Frauenquote: Wer Gleichberechtigung will, muss an die Männer denken

Union und SPD haben sich auf eine Frauenquote geeinigt. Aber die Wahrnehmung von Frauen in der Arbeitswelt wird sich erst durch etwas anderes wirklich ändern.

Eine Quote ist fast nie befriedigend. Weil das Instrument, das die Diskriminierung der einen verhindern soll, immer den anderen benachteiligt. Denjenigen, der zwar qualifiziert ist, aber nicht das zu fördernde Geschlecht oder die entsprechende Hautfarbe hat. Und weil die Person, die einen Job bekommen hat, immer ein wenig in dem Verdacht steht, eben nicht wegen ihrer Qualifikation auf dieser Stelle zu sitzen.

Trotzdem haben sich Union und SPD jetzt auf die Einführung einer Quote geeinigt, ein Kompromiss zwischen starren 30 Prozent für Aufsichtsräte von börsennotierten Unternehmen und einer flexiblen Quote für Führungspositionen unterhalb der Vorstände. Eine Lösung, die weder Gegner noch Befürworter richtig glücklich macht.

Also was soll die Frauenquote überhaupt erreichen? Am besten ihre rasche Selbstabschaffung, wenn Frauen und Männer im Beruf selbstverständlich gleich behandelt werden. Dabei schaden die jetzt beschlossenen 30 Prozent Frauen in Aufsichtsräten von börsennotierten Unternehmen vermutlich nicht. Wer aber wirkliche Gleichbehandlung will, darf die Männer nicht vergessen.

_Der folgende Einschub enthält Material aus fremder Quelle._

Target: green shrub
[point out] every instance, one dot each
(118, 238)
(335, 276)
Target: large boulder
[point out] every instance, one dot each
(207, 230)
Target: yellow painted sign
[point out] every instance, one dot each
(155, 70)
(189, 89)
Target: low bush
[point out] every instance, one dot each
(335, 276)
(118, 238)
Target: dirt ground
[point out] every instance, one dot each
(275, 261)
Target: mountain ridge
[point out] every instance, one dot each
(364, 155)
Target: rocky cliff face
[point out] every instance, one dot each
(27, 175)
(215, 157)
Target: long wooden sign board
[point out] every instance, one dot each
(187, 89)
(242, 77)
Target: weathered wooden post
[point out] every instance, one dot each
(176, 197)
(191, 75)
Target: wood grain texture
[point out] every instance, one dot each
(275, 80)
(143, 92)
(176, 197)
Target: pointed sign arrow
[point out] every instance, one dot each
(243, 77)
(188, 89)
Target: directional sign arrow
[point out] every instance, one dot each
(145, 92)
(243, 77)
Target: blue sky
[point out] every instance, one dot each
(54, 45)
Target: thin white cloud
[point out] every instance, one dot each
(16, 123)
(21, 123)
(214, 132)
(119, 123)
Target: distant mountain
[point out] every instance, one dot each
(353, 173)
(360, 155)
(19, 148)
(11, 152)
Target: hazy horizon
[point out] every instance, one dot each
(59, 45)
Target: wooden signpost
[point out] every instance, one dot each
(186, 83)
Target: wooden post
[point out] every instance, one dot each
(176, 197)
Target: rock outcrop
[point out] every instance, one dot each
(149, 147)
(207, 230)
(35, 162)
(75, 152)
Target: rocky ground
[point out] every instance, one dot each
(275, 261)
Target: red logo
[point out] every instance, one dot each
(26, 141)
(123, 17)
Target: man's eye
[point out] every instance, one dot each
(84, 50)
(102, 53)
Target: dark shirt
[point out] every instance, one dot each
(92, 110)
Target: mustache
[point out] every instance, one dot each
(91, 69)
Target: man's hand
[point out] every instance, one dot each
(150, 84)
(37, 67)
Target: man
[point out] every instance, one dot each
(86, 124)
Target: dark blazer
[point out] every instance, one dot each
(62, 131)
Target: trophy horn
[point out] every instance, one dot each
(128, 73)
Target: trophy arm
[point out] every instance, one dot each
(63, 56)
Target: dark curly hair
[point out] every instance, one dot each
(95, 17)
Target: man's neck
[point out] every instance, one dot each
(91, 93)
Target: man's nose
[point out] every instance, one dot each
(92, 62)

Der Hauptgrund dafür, dass Mädchen und Frauen mindestens genau so gut ausgebildet sind wie Jungen und Männer, aber nach einigen Jahren im Beruf auf einmal doch wieder die Männer in der Mehrheit sind, ist immer noch das klassische Rollenbild: Die Hauptverantwortung für Familie und Kinder liegt bei der Frau. Zwei Beispiele aus den vergangenen Tagen, wie tief dieses Denken verwurzelt ist:

Vergangene Woche stellte Victoria Beckham, früheres Spice-Girl, jetzt Designerin und seit Jahren mit Fußball-Star David Beckham verheiratet, ihre neue Kollektion in einer Münchner Boutique vor. Und was wurde die vierfache Mutter gefragt? Wie sie denn das alles (gemeint: Modemachen und vier Kinder haben) unter einen Hut bringe. Abgesehen davon, dass die Familie Beckham sicher über eine Heerschar an Haushaltshilfen, Reinigungskräften, Gärtnern, und so weiter verfügen dürfte, die einem lästige Alltagsaufgaben abnimmt, stelle man sich nur mal vor, Herrn Beckham wäre diese Frage gestellt worden.

Zweites Beispiel: In der FAS wurde am Sonntag Annika Falkengren, Chefin der SEB, Schwedens zweitgrößter Bank, interviewt. Der Reporter wollte wissen: "Als sie CEO wurden, war Ihr Baby erst ein paar Monate alt. Wie haben Sie das hingekriegt?" Die Antwort: "In einem Paar können nicht beide CEO sein." Dabei, so Falkengren, arbeite ihr Gatte "durchaus Vollzeit". Aber er sei "eben auch kein Vorstandschef. So hat er mehr Zeit, sich nach Feierabend um Haus und Familie zu kümmern." Da möchte einem der Ehemann von Frau Falkengren fast Leid tun. Schließlich hört sich das sehr nach dem Schicksal vieler Frauen an, die neben ihrem Beruf noch die Hauptverantwortung für Haus und Kinder tragen dürfen.

"Das Sitzfleisch triumphiert über den Geist"

Nun kann - und will vielleicht auch - nicht jeder Mensch Chief Executive Officer werden. Aber wenn bereits in weniger hohen Positionen vor allem derjenige Karriere macht, der am längsten am Schreibtisch sitzt und Rund-um-die-Uhr-Verfügbarkeit signalisiert, wird es schwierig. Die RBB-Intendantin Dagmar Reim hat hier in einem Interview mal vom "Triumph des Sitzfleisches über den menschlichen Geist" gesprochen. Eine gleichberechtigte Partnerschaft bei der häuslichen Aufgabenverteilung ist so kaum möglich. Eine nicht-empirische Umfrage unter jungen Vätern zeigt im Übrigen, dass fast alle von ihnen gerne länger Elternzeit nehmen würden. Doch dass das offenbar in vielen Unternehmen gleich gesetzt wird mit der Ansage, lieber keine Karriere mehr machen zu wollen.

Ist eine Frau Mutter geworden und kehrt nach der Elternzeit ins Unternehmen zurück, ist die erste Frage meistens die nach der künftigen Arbeitszeit. Beim jungen Vater geht niemand selbstverständlich davon aus, dass er jetzt erst einmal Teilzeit arbeitet. Dabei haben sich Union und SPD gerade auch auf ein "Elterngeld plus" geeinigt, wenn dann Teilzeit gearbeitet werden soll. Dagmar Reim, die im übrigen für eine flexible Quote eintritt, regt an, "die Arbeit so zu strukturieren, dass Familienleben möglich ist". Fürs Unternehmen heißt das zum Beispiel, eine Führungsposition künftig unter zwei MitarbeiterInnen aufzuteilen, als nur mit einer Person zu besetzen.

Die Wahrnehmung von Frauen in der Arbeitswelt wird sich jedenfalls erst dann grundlegend ändern, wenn auch Männer die Freuden des Vaterseins entdecken. Die Quote ist da nur ein Element. Völlig kontraproduktiv aber ist so etwas wie das von der Union eingeführte Betreuungsgeld. Da wird ein Klischee bedient, das den gesellschaftspolitischen Zielen total entgegenläuft. Könnten sich die Koalitionsverhandler zur Abschaffung der nicht umsonst so genannten Herdprämie durchringen, wäre das ein gutes Signal für die Gleichberechtigung.